Fortunately, several screening tools have been established to help clinicians identify cognitive impairment. The Montreal Cognitive Assessment\(MoCA), theMini Mental Status Exam (MMSE), and the Addenbrooke Cognitive Examination (ACE) (among others) are used to detect for evidence of cognitive impairment. But because these clinical scales are in often administered in "paper" form and in the clinic, their sensitivity and specificity are limited.
Linking assessment and environmental data from digital technologies will offer a new window into neurologic and behavioral manifestations.
In an ongoing study, researchers at Beth Israel Deaconess Medical Center (BIDMC) in Boston are using computer adaptive testing to explore and identify aspects of cognitive performance in a series of computerized neuropsychological tests that best correlate with neurocognitive disease states, ie, mild cognitive impairment (MCI) and early stage AD. Computerized applications will check for spatial attention span, facial recognition, visual search, executive functioning, associative memory, naming, and attention.
Although these computerized tests are analogous to simple pen-and-paper tasks that help spot early warning signs of AD, they have a number of potential advantages. Apps are designed to fine-tune and analyze a patient’s responses in order to provide additional and personalized information. For example, apps can present tests in varying order with varying degrees of difficulty and measure variables such as response time, number of response changes, and other relevant measures that have previously been difficult to quantify.

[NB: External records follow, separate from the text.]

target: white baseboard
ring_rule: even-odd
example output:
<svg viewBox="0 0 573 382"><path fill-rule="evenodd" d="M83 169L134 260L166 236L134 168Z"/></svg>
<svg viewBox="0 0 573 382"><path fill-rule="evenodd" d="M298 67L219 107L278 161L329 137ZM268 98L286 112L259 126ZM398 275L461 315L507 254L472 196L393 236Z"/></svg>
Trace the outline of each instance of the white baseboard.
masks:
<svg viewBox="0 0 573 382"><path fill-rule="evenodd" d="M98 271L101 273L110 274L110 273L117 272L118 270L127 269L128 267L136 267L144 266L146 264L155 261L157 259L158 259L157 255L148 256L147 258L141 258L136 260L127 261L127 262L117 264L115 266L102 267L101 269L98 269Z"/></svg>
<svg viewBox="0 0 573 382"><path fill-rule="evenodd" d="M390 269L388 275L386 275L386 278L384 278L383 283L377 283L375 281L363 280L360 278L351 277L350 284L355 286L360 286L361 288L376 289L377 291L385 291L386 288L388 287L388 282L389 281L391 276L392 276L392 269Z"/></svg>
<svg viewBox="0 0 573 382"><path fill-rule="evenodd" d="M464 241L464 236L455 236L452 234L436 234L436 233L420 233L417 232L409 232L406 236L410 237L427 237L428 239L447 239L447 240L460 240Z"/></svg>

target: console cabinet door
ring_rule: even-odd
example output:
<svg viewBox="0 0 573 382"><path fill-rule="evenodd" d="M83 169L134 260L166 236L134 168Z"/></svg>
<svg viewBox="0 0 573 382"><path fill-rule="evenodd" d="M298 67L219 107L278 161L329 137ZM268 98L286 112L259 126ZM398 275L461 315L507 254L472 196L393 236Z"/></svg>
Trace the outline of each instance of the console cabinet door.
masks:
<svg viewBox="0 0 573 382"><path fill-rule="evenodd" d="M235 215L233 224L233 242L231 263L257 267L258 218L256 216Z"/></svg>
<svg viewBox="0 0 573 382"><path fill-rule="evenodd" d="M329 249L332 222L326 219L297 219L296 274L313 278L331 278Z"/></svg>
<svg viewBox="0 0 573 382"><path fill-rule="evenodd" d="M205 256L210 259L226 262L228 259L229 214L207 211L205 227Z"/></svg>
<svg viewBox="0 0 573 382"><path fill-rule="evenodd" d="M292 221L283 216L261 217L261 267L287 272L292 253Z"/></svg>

With more data collection and analysis, machine learning can be utilized to narrow down and eliminate redundancy by identifying the optimal parameters for better decision-making regarding diagnosis. Computer analysis will identify the and customize a battery of tests to maximize sensitivity and specificity of differentiating patient populations.
Beyond personalizing assessments, smartphones can capture information about one’s immediate surroundings and habits (eg, how social a person has been recently; how often a patient has left the house). Such data may give clinicians the ability to discern changes in a patient's cognition or symptoms.
Studying neuropsychiatric illnesses with these technologies will enable BIDMC researchers to work toward developing a scalable smartphone tool to accurately and efficiently measure cognitive deficits and other factors associated with dementia. This approach is affordable and provides a multifaceted perspective of a patient’s cognitive abilities, capturing not only traditional testing metrics but also practical information.
Implications for neurologists
New digital technologies will enable personalized neuropsychiatric testing that can be customized to each patient’s unique condition and abilities. These same digital technologies can also capture novel environmental data, including information on mobility, social connections, sleep patterns, and exercise. Linking the assessment and environmental data from these digital technologies will offer a new window into neurologic and behavioral manifestations. While machine learning algorithms may soon help spot early risk or warning signs, even today clinicians can learn much about how exercise, sleep, and activity influence clinical presentations.
Conclusion
This smartphone application collects active (cognitive tests) and passive (environmental surroundings) data. The results from the tests will be used to establish a database of performance results of patients who fall within the normal, MCI, AD, and non-AD categories of dementia in their personal, natural surroundings. The analyses will identify which tests best evaluate mental status. Patients will be scored on a scale based on their performance that reflects their level of cognition. Any redundant testing will be omitted. This information can provide insights that will help create an adaptive program that relies on the most efficient series of tests for identifying dementia and detecting decline over time.